Моряк перевел вопрос и ответ Судзуки:
— Говорит, потеряли ориентировку в тумане.
— Тоже странно. Туман начался недавно, а они изрядно приблизились к нашему берегу. Спросите, чем он это объясняет.
— Ничем не объясняет, товарищ мичман, — выслушав Судзуки, ответил матрос. — Говорит, заблудились и все. Далеко ли, близко — ему неизвестно.
— Где карта?
Принесли карту. Судзуки знал свое ремесло и был предусмотрителен. С того момента, как шхуна пошла к советским берегам, прокладку курса он на карте не вел.
— Говорит, как только потеряли свое место, так прокладку вести прекратили, товарищ мичман.
— Не нравится мне вся эта история, ой, не нравится. Обыщите судно.
— Есть!
Обыск ничего не дал. Единственную улику — акваланг — утопил Калмыков. В остальном «Каги мару» не отличалась от других рыбачьих шхун, которые десятками ведут лов в этом районе. Бывает, нечаянно, или из жадности, преследуя косяк рыбы, нарушают границу территориальных вод.
— Ладно, может, действительно рыбаки, — опять вслух поделился своими размышлениями мичман. — И шли то не к нашему берегу, а наоборот… В общем, нравится — не нравится, причин для задержания нет… Закон есть закон… Предупредите: если еще раз нарушит правила, будет худо.
— Есть!
Бойкий моряк перевел.
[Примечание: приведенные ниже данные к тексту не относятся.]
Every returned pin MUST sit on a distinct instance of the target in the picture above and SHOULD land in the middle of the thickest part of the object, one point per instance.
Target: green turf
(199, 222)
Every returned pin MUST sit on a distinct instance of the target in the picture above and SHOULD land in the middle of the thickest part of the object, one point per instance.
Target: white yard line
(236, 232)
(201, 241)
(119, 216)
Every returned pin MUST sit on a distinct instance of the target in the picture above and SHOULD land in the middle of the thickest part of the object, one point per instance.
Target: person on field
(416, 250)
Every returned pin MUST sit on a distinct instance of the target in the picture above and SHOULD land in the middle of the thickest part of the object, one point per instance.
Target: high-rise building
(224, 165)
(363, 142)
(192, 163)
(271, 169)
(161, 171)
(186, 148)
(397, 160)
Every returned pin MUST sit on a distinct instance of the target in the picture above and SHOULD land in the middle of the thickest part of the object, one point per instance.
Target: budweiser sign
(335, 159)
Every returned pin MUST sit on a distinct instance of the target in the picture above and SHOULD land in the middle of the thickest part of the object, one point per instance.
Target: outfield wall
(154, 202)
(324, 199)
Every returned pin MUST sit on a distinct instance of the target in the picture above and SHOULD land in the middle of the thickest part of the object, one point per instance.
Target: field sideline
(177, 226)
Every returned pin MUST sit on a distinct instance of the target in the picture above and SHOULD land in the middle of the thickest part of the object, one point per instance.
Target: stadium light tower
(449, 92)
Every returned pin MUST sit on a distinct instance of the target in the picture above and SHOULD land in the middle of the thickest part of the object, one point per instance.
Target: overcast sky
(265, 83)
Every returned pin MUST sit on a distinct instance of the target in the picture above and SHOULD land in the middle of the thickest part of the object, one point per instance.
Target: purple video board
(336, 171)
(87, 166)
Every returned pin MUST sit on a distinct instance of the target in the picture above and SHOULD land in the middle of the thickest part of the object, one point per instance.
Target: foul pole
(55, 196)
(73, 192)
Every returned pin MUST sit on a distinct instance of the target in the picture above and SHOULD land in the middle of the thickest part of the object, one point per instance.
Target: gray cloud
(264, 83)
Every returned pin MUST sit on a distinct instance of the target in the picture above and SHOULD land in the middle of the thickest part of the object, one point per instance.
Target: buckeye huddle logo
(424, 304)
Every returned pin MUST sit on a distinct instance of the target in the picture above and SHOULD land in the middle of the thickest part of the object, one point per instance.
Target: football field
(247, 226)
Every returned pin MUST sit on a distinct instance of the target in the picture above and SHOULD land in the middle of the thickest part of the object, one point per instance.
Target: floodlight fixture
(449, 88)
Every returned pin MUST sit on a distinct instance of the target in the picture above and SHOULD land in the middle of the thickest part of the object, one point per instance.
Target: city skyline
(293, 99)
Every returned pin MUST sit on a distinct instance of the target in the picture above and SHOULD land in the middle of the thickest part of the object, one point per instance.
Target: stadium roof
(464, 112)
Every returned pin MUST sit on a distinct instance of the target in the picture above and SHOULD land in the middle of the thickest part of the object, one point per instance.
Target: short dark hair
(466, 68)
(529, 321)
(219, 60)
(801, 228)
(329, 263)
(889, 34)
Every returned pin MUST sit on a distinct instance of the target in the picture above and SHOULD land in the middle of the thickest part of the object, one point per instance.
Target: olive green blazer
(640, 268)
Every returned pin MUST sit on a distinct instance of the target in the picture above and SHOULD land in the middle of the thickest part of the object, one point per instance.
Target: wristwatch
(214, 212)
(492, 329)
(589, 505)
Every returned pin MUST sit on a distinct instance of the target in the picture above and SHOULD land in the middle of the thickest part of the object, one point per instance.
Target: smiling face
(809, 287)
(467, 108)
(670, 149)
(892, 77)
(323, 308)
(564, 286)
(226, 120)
Судзуки молча пожал плечами. «Кэптен» держался нагловато, в меру нагловато, пограничников он все-таки боялся, хотя старался этого не показывать.
— Скажите, пусть следует таким курсом до рассвета.
— Есть!
Пограничники вернулись на катер. Несколько минут он продолжал стоять рядом с «Каги мару»: пока мичман докладывал командиру о происшедшем, пока решали, как поступить со шхуной. Затем пророкотал мотор, забурлили винты. Катер дал задний ход, развернулся и, с места набирая скорость, исчез в темноте.
— Ты, высаживаться нельзя, — подвел итог Судзуки. — Костюм нет, пограничники следят — есть…
Саша и без него понимал: высадка сорвана. Что ж, надо попытаться в другом месте, третьем, десятом. На много тысяч километров тянется советская государственная граница — узкая, перепаханная полоса земли, морской берег, лес, горы, пустыни, болота… Где-то нужно, а значит, и можно пробиться. Он будет настойчив, хитер, изобретателен, смел. Отступать нельзя.
Саша вспомнил слова Рамори сан о том, что перейти советскую границу значит «разгрызть крепкий орешек». Старик был прав. «Пусть, — подумал Саша. — Я не боюсь никаких трудностей. Бог на моей стороне, и он не оставит меня».
И сразу, как только очертания пограничного катера скрылись в тумане, Калмыков начал строить дальнейшие планы. Конечно, от высадки на Тихоокеанском побережье придется отказаться. Надо придумать другое. Что — сейчас предугадать трудно. Не беда, Саша посоветуется с Рамори сан, с Дэвидом.
Но все это предстояло в будущем. А пока «Каги мару» не солоно хлебавши возвращалась в свой порт.
Штурман не говорил ничего, но выглядел довольным, злорадствующим.
Судзуки был в гораздо худшем настроении: не высадив агента, он лишался изрядного количества долларов.